Example: Find the derivative of $${{\tan }^{-1}}\left[ \frac{\sqrt{1+{{x}^{2}}}+\sqrt{1-{{x}^{2}}}}{\sqrt{1+{{x}^{2}}}-\sqrt{1-{{x}^{2}}}} \right]$$ with respect to x.

Solution: Assume x² = cos2θ to simplify and then use the relation 1 + cos2θ = 2cos²θ and 1 -cos2θ = 2sin²θ to simplify the relation.

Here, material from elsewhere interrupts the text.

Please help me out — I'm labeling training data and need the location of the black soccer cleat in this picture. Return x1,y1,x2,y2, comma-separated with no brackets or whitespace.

On putting x² = cos2θ   we get

$$y={{\tan }^{-1}}\left[ \frac{\sqrt{1+\cos 2\theta }+\sqrt{1-\cos 2\theta }}{\sqrt{1+\cos 2\theta }-\sqrt{1-\cos 2\theta }} \right]$$,

⇒ $$y\,=\,{{\tan }^{-1}}\left[ \frac{\sqrt{2{{\cos }^{2}}\theta }+\sqrt{2{{\sin }^{2}}\theta }}{\sqrt{2{{\cos }^{2}}\theta }-\sqrt{2{{\sin }^{2}}\theta }} \right]$$,

⇒ $$y\,=\,{{\tan }^{-1}}\left[ \frac{\cos \theta +\sin \theta }{\cos \theta -\sin \theta } \right]\,=\,{{\tan }^{-1}}\left[ \frac{1+\tan \theta }{1-\tan \theta } \right]$$,

⇒ $$y\,=\,{{\tan }^{-1}}\left[ \tan \left( \frac{\pi }{4}+\theta \right) \right]$$,

⇒ $$y\,=\,\frac{\pi }{4}\,+\,\theta$$,

⇒ $$y\,=\,\frac{\pi }{4}\,+\,\frac{1}{2}{{\cos }^{-1}}\,{{x}^{2}}$$,

On differentiating with respect to x we get

∴ $$\frac{dy}{dx}\,=\,\frac{d}{dx}\left( \frac{\pi }{4} \right)\,+\,\frac{1}{2}\frac{d}{dx}\left( {{\cos }^{-1}}\,{{x}^{2}} \right)$$,

⇒ $$\frac{dy}{dx}\,=\,0\,+\,\frac{1}{2}\frac{-1}{\sqrt{1-{{x}^{2}}}}\frac{d}{dx}\left( {{x}^{2}} \right)$$,

⇒ $$\frac{dy}{dx}\,=\,-\frac{1}{2}\frac{2x}{\sqrt{1-{{x}^{4}}}}\,=\,\frac{-x}{\sqrt{1-{{x}^{4}}}}$$.